Não incide IPI na reindustrialização de reciclagem

O termo reindustrialização, na acepção empregada neste artigo, é o de reindustrialização de reciclagem, onde determinado produto final de um processo de manufaturação, produto industrializado, após concluído o curso de seu uso projetado, ou antes por qualquer razão, retorna ao plano de produção industrial para reciclagem e re-produção para obtenção do mesmo produto da etapa inicial de industrialização. Os exemplos mais adequados, no atual estado da técnica, são as embalagens de alumínio, plásticas, vidro e papelão e produtos elaborados com aço comum e inoxidável.

A Constituição Federal conferiu à União a competência para tributar, segundo seu texto expresso, produtos industrializados, (art. 153, IV) especificamente.

Uma característica do Imposto sobre Produtos Industrializados (IPI), essa formulação no texto constitucional, na qual não é indicada a expressão “operações com produtos industrializados”, mas o objeto, onde se poderia ver autorizado o legislador ordinário a tributar qualquer operação/situação jurídica com produtos industrializados — sua propriedade, o aluguel, o comodato, a venda e a doação — resultando, entretanto do contexto histórico, que apenas as operações onerosas com produtos industrializados formam o núcleo da  regra de incidência na legislação ordinária.

Conforme Paulo de Barros Carvalho, recitando doutrina de José Souto Maior Borges, um conceito amplo de tributo é utilizado para denotar o inteiro processo de instauração normativa, começando pela limitação competencial à formalização do direito subjetivo da entidade tributante, com a edição da norma individual e concreta, resultando que sob essa acepção, fica refutado o enunciado comum no direito tributário de que “a Constituição não cria tributos”.  Souto Borges afirma que na Constituição estão as outorgas de competência sem as quais as figuras impositivas não poderiam ser criadas na legislação ordinária[1].
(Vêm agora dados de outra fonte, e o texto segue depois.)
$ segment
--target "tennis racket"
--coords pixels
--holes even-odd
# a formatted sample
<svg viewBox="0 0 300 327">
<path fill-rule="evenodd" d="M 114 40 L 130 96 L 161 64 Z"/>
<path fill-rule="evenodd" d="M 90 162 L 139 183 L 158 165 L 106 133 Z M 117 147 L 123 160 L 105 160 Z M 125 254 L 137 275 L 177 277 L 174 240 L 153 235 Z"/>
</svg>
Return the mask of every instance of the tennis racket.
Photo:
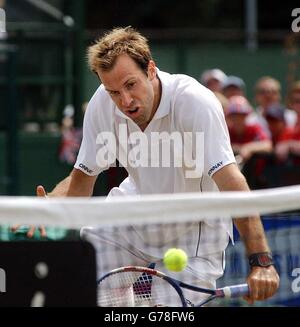
<svg viewBox="0 0 300 327">
<path fill-rule="evenodd" d="M 98 281 L 98 305 L 103 307 L 187 307 L 203 306 L 216 298 L 236 298 L 249 294 L 247 284 L 207 289 L 176 280 L 155 269 L 128 266 L 114 269 Z M 182 289 L 205 293 L 199 303 L 185 299 Z"/>
</svg>

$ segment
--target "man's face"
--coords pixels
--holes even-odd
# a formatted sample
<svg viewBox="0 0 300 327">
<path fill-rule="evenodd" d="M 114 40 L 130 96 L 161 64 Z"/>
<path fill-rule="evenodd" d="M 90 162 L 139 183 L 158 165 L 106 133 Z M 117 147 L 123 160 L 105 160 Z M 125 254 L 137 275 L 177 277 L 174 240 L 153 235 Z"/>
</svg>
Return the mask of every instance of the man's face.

Disso deve-se depreender que os limites para o critério material das regras matrizes de incidência estão já dispostos no texto constitucional, vinculando o legislador comum à figuras engendradas pelo legislador constitucional. Paulo de Barros Carvalho ainda adverte serem numerosos os postulados da tributação na Carta, mas poucas e especialíssimas as regras-matrizes de incidência dos tributos, em geral apenas uma, específica da competência tributária[2].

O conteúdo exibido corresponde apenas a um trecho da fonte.